LE_746F6D617A7A69 wrote:@pylkko: it looks like You're a BTRFS fanboy - that's OK, but I'm not going to play that game. The tests on Phoronix, although incomplete, are showing what's the problem ...
I'm a fanboi of "the larger the claims, the better the evidence needs to be". When you hear that people say stuff like "using this tech is a total stupidity", or "it is deadly slow" you start to wonder how on earth they determined this one tech to be so totally unusable.
About those tests on Phoronix... we could also look the rest of them. Like the latest one where btrfs outperforms ext4 in many things, one of which, by the way, was SQlite databases.
https://www.phoronix.com/scan.php?page= ... tems&num=1
This makes it even more interesting that your databases are performing poorly. There are probably some additional factors at play...
LE_746F6D617A7A69 wrote:
Throughput has nothing to do with the latency, unless the I/O bandwidth limits are reached ...
Then why did you start to talk about theoretical throughput in MB/s when the guy asked about the latency?

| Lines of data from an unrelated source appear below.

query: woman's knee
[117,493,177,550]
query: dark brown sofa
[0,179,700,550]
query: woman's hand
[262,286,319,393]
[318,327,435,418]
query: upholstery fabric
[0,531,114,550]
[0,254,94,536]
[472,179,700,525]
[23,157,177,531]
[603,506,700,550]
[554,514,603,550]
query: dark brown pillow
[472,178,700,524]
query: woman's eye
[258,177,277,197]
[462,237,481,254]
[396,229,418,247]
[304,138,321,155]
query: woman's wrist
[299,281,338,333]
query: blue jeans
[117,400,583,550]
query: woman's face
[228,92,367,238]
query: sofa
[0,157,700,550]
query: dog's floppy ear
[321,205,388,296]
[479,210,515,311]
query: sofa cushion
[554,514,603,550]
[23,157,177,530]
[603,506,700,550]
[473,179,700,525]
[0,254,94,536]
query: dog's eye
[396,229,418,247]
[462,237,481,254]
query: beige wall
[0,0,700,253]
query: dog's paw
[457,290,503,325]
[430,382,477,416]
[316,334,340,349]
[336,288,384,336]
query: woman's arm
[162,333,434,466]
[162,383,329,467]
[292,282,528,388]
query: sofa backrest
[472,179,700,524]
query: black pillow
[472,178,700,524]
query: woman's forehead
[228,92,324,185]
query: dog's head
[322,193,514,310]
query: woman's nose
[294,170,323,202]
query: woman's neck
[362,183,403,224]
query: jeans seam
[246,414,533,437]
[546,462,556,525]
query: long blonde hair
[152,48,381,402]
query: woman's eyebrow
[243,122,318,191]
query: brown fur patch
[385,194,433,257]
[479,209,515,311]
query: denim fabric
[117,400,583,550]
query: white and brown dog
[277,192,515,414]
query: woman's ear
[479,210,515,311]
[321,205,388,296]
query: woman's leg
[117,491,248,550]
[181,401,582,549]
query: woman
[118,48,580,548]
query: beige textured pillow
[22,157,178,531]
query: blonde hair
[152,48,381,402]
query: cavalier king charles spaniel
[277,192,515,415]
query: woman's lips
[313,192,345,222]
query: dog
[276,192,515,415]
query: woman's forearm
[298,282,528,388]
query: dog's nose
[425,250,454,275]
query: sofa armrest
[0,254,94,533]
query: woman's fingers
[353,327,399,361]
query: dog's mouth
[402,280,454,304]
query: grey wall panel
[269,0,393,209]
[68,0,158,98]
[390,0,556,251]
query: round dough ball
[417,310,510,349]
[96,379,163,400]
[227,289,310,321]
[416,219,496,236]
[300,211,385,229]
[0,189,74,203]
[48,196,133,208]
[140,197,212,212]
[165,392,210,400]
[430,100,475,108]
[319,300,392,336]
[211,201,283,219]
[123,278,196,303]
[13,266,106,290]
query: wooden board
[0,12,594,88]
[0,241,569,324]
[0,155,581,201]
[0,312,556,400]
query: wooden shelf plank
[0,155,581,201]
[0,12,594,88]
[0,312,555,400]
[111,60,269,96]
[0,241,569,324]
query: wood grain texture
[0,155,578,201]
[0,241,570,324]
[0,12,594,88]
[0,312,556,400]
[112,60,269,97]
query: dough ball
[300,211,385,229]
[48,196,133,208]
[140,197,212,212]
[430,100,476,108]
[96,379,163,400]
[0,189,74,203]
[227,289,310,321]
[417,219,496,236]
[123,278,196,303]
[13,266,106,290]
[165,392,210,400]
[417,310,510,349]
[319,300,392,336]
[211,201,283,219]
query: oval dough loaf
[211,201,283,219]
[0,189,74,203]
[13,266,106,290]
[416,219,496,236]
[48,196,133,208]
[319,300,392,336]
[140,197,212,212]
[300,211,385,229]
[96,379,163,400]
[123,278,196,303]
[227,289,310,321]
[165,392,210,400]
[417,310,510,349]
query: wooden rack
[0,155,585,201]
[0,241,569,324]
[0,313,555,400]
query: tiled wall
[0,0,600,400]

As throughput and latency are often correlated (on the implementation level, like comparing different storage technologies), it seems quite an over statement to say "they have nothing to do with each other". But they can "decouple" in some situation. One such situation probably is the use of transparent compression. Apparently a btrfs partition using transparent compression can move a large file (if it compresses well) much faster than a partition without (for example ext4) with the processors of today. But, this will come with a latency cost, since the device needs to move a block and let the CPU compress it before even the first bit can be transferred. If you are doing latency sensitive work, these kinds of issues you would think about, no?